Auffällig ist weiterhin: Die Menschen bereiten sich in stärkerem Maße auf eine Pflegebedürftigkeit im eigenen häuslichen Umfeld vor. Sie interessieren sich vor allem für altersgemäße Einrichtungen und den Umbau von Wohnung oder Haus (Mittelwert 1,7) oder einen Notrufdienst und Telefonhilfen für Wohnung oder Haus (Mittelwert 1,6). Das Betreute Wohnen liegt ebenfalls noch im oberen Bereich (Mittelwert 1,5). Davon grenzt sich das Interesse für Einrichtungen wie etwa Altenheime, Pflegeheime oder Altentagesstätten ab.
Auch wenn man die Daten zu einer weiteren ähnlichen Frage analysiert, die sich nicht auf die eigene Pflegebedürftigkeit und die Vorbereitungen darauf beziehen, sondern darauf, was die Menschen unternehmen, wenn sie sich um andere Personen kümmern und die Pflege organisieren müssen, sieht der Mittelwertvergleich nahezu identisch aus. Die Verteilung der Mittelwerte zeigt ein ähnliches Bild auf etwas niedrigerem Gesamtniveau.
Die Daten und ihre Ergebnisse machen auf einen großen Informations-, Aufklärungs-und Motivationsbedarf bezüglich des eigenen Älterwerdens und der Anforderungen an Unterstützung, Hilfe und Pflege für sich selbst und für Angehörige aufmerksam. Ohne eine Sensibilisierung der Bevölkerung für Pflegethemen werden weitergehende Konzepte und neue Modelle erst recht ihr Ziel verfehlen. Eine erste Forderung bezieht sich damit auf die Information, Aufklärung und Motivation der Bevölkerung zu den Themen Pflege, Pflegebedürftigkeit, Pflegeressourcen und geeignete Prävention (SVR 2005: 234), die eine Pflegebedürftigkeit so lange wie möglich auf das späte Lebensalter verschiebt.
Erwartungen an die Unterstützung durch Familie und Verwandte
Fragt man danach, von wem sich die Menschen im Alter Unterstützung erwarten, wenn sie einmal Hilfe oder Pflege benötigen, wird deutlich, dass Pflege im Alter in erster Linie als Aufgabe von Familienangehörigen und Verwandten wahrgenommen wird. 64 Prozent sehen diese Anforderung im Kreis der Familie erfüllt. Darüber hinaus sind die Pflegedienste mit 36 Prozent der Nennungen ebenfalls für diese Aufgabe vorgesehen. Mit einigem Abstand folgen kommunale Einrichtungen oder das weiter gefasste persönliche Umfeld (Nachbarn, Freunde und Bekannte).
Abbildung 2: Personen und Einrichtungen, die Pflegeaufgaben übernehmen sollen, nach Geschlecht
Männer sehen die Familien noch deutlicher in der Unterstützungsrolle (67 Prozent) als Frauen, die mit 42 Prozent überdurchschnittlich häufig die Pflegedienste nennen.

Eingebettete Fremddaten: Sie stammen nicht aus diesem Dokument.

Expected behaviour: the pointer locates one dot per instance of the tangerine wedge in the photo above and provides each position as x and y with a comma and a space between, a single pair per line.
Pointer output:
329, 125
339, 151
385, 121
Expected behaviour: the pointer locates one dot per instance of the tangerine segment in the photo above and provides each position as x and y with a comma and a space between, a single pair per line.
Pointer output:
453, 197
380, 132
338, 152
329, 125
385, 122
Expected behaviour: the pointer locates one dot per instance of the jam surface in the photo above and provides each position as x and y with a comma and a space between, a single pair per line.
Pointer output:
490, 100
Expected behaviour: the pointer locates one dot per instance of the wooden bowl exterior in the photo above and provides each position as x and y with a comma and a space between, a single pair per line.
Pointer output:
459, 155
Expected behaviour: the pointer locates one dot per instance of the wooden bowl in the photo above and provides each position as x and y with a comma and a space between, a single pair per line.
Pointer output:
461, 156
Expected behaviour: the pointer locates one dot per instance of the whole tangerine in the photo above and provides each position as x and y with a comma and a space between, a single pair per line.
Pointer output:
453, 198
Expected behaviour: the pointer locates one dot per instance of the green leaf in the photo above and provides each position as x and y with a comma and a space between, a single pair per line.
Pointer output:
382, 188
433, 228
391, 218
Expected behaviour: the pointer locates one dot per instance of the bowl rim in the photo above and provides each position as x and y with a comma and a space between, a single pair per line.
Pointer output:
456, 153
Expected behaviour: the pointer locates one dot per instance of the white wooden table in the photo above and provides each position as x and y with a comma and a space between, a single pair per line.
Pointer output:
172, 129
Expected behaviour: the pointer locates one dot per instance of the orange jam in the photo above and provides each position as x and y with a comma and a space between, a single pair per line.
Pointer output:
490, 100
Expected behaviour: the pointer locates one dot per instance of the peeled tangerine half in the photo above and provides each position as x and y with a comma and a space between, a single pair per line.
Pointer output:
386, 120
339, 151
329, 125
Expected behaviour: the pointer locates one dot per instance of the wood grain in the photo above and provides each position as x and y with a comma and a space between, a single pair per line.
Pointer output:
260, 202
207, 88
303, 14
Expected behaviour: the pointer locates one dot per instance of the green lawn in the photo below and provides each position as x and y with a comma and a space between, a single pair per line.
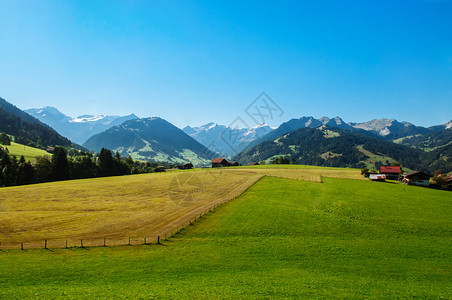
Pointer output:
29, 153
282, 238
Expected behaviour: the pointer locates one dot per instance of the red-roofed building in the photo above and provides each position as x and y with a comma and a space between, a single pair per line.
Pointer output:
391, 172
417, 178
219, 162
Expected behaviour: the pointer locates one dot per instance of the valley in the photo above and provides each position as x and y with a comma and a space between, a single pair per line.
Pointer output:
281, 238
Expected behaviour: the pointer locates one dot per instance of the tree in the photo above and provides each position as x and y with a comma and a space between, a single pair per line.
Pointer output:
105, 162
280, 161
43, 169
365, 172
25, 172
60, 164
4, 139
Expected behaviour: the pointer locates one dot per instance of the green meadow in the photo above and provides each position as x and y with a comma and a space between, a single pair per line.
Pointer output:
29, 153
282, 238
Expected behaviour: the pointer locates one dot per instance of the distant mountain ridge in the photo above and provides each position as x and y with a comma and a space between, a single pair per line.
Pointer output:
224, 140
78, 129
27, 129
151, 139
332, 147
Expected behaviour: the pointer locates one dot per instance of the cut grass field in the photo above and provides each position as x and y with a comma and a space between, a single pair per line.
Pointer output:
116, 208
29, 153
280, 239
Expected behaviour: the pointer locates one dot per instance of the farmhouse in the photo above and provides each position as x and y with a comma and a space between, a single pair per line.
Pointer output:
416, 178
185, 166
391, 172
233, 163
220, 162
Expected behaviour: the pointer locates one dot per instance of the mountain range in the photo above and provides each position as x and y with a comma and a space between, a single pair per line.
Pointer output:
226, 141
27, 129
151, 139
324, 141
77, 129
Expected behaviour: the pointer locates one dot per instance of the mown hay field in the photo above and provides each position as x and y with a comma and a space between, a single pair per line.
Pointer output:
119, 208
280, 239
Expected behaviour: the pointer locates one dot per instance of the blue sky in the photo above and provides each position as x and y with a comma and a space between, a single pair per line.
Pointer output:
192, 62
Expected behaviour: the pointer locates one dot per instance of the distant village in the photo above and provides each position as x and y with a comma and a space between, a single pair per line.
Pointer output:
391, 173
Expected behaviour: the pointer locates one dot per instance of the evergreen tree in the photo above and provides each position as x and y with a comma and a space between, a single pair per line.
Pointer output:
4, 139
60, 164
43, 169
105, 162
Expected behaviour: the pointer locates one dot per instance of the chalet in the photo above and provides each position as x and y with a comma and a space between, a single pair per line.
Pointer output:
220, 162
377, 177
416, 178
391, 172
233, 163
185, 166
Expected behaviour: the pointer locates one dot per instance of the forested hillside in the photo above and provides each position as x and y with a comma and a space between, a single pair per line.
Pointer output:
26, 129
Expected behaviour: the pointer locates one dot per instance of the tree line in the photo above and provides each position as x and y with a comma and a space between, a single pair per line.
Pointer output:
61, 166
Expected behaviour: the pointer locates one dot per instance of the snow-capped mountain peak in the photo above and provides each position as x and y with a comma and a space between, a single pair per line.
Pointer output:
77, 129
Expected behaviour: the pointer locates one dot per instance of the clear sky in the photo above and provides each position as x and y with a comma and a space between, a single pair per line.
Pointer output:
193, 62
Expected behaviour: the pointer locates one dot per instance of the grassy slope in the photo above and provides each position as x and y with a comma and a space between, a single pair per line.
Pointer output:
29, 153
139, 206
282, 238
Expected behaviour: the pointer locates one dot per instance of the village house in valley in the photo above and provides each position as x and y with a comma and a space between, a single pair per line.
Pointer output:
219, 162
391, 172
417, 178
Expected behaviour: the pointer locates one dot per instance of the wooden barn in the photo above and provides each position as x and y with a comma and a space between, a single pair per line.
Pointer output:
185, 166
391, 172
233, 163
416, 178
220, 162
377, 177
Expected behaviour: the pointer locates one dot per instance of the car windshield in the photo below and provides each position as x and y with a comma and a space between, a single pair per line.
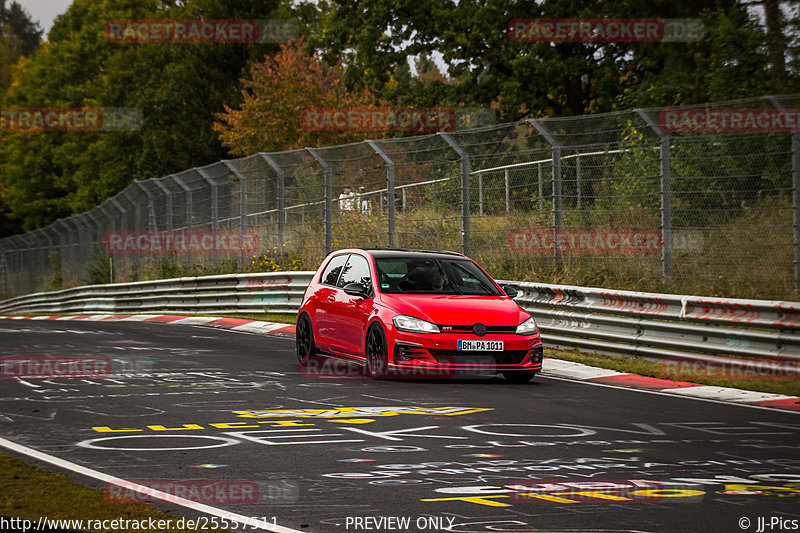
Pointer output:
401, 275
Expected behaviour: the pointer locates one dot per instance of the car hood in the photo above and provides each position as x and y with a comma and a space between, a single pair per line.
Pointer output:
458, 309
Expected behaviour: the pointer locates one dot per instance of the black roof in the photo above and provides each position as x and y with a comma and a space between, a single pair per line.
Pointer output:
406, 252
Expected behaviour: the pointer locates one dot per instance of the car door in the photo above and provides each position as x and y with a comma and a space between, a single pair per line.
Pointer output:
324, 299
350, 313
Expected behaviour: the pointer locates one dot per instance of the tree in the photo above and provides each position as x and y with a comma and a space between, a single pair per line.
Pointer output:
176, 87
545, 78
276, 92
19, 36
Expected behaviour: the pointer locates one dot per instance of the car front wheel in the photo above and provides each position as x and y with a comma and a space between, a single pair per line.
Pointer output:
376, 352
304, 340
518, 377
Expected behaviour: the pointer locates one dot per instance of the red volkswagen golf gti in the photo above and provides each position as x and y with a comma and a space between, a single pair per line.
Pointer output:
416, 313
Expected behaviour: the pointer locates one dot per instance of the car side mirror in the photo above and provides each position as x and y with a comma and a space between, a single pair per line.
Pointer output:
356, 289
510, 291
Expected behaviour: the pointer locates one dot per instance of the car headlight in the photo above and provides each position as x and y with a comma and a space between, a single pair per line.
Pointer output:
415, 325
527, 328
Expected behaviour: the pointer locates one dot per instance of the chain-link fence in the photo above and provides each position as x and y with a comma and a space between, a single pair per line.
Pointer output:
701, 200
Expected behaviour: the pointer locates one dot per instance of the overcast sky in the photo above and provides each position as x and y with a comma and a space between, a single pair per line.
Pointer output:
44, 10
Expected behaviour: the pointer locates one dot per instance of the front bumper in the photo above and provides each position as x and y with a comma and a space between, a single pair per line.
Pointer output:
417, 352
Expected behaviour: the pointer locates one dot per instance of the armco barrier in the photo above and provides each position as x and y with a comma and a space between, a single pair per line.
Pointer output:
274, 292
661, 327
707, 331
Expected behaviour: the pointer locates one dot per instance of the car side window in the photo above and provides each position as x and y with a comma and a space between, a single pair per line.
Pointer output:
356, 271
331, 273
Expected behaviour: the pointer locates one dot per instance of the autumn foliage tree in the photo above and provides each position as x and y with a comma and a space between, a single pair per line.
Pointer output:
279, 88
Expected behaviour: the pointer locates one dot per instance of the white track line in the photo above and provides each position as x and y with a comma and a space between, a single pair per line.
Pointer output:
169, 498
668, 393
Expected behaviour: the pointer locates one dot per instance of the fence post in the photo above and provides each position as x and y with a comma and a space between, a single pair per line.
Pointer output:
390, 214
541, 188
152, 221
508, 193
666, 197
555, 146
214, 199
578, 178
328, 198
123, 213
189, 199
465, 233
281, 195
242, 202
169, 206
795, 141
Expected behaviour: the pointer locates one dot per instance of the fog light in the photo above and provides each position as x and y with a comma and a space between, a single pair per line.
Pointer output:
536, 355
408, 352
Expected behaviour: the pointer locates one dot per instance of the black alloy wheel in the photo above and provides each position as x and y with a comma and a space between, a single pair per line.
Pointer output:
304, 340
376, 352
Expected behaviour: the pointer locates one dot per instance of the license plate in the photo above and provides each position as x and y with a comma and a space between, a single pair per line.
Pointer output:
480, 346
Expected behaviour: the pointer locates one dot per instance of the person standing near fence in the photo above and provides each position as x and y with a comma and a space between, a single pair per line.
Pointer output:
346, 199
364, 203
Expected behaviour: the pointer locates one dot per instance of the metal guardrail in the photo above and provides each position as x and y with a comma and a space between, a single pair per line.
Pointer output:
661, 327
668, 327
274, 292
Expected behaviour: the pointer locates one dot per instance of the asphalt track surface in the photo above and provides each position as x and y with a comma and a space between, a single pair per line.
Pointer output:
329, 450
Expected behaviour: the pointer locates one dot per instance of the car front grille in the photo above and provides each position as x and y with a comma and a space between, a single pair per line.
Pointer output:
489, 329
455, 357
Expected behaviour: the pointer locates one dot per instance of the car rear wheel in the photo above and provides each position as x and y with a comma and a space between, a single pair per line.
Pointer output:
518, 377
376, 352
304, 340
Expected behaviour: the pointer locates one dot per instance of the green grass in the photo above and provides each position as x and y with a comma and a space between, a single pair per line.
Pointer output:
28, 491
789, 386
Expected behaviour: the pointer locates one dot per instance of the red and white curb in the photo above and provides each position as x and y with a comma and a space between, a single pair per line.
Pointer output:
554, 368
558, 368
236, 324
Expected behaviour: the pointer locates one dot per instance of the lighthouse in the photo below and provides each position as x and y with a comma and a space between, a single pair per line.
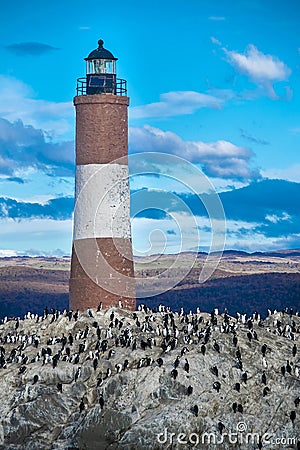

Insgesamt wissen immerhin 15 Prozent der Menschen nicht, wer überhaupt für diese Aufgabe in Frage kommen könnte. Der Anteil derer, die auf eine Pflegebedürftigkeit eher schlecht vorbereitet sind, ist relativ hoch. Viele Menschen haben offenbar noch keine klare Vorstellung davon, wer sie im Bedarfsfall pflegen soll.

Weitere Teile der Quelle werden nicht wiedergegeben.